Thursday, July 30, 2009

Director of Public Prosecutions (Again)

Yesterday I drew attention to the problem the Director of Public Prosecutions faces with a shortage of funds and hence of staff.

Today the Sydney Morning Herald has run with the story (click here). The Herald quotes Nicholas Cowdery (DPP) as stating bluntly:

"The Government commonly responds to these crises by shooting the messenger, in this case, me ... Anything to take attention away from the truth: which is that it has not accorded high enough priority in its spendingto this essential function of government ... This is not a Newcastle or Hunter problem, it is statewide."

The Herald article gives space for the usual obfuscating spin from a departmental spokesperson defending the Minister and typecasting the DPP in a bad light. The article states:

"The Government expected the DPP to manage its budget efficiently to maintain services around the state 'at all times.'"

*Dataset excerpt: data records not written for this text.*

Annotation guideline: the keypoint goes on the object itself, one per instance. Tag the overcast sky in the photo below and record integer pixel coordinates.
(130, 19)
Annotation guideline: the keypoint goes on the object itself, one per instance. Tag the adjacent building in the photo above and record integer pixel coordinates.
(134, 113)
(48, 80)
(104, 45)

The spin also trots out the rubbish details of how the mini budget provided cash so as to employ 14 solicitors. Yesterday I already pointed out the idiocy of the mini-budget as a band-aid solution to a gaping wound.

The rest of this spin is so pathetic it is brimming with weasel words. Of course the DPP manages its budget and does so on the smell of an empty ledger. That of course is precisely the problem highlighted by Nicholas Cowdery. The word "efficiency" simply acts as an in-house cipher that is really referring to dire circumstances: more and more work devolves onto the shoulders of fewer employees. The entire network for the DPP, and thence the whole Attorney General's Department, is so fragile because every specific part that makes up the whole is stretched to the extreme limit. This means that everyone works in crisis conditions, works longer hours than they are actually remunerated for, and they are expected to maintain optimum services. The problem is not so much the structures or work-flow processes at the DPP. The problem does not arise from the staff.

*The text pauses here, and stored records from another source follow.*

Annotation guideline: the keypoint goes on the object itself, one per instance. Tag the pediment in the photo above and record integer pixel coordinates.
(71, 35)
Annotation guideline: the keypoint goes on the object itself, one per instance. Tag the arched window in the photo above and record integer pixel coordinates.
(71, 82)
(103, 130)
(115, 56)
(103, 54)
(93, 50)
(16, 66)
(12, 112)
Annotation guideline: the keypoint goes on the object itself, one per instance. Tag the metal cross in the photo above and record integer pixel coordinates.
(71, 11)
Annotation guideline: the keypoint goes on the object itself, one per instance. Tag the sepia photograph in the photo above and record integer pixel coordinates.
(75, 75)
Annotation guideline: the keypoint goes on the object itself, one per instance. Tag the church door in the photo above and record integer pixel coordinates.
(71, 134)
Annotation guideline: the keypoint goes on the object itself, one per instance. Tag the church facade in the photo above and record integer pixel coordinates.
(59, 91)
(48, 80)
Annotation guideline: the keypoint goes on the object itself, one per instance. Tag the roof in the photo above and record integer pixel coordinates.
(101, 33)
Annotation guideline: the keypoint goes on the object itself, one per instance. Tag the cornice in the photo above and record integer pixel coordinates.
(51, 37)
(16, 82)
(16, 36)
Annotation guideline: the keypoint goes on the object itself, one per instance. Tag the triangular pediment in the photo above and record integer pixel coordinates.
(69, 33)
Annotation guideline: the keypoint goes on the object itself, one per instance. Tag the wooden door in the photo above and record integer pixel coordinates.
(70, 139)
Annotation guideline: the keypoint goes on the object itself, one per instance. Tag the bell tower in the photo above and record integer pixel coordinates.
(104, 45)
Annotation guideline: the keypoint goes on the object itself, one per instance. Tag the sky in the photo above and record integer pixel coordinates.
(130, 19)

The problem is the idiotic corporate culture that comes from the top-down that spews out meaningless jargon as if it conveys profound meaning. The problem is the public sector is in crisis because of the unrealistic expectations the Government has. The problem reflects on the incompetent mismanagement of NSW over many years. The extravagant and wasteful spending of the public purse by the Government. As the debt is large and the coffers are empty, these calls for "efficiency" are just a bureaucrat's mascara designed to deflect attention away from the real problem.

1 comment:

  1. All that chatter about efficiency what the bureaucrats who sprout this stuff end up doing is creating more red tape and inefficiency by these supposedly brilliant ideas about tightening budgets.

    They could tighten the budgets by cutting out the SES allowances - how can they possibly need an extra 35,000 p.a. on top of the 300,000 p.a. they already take?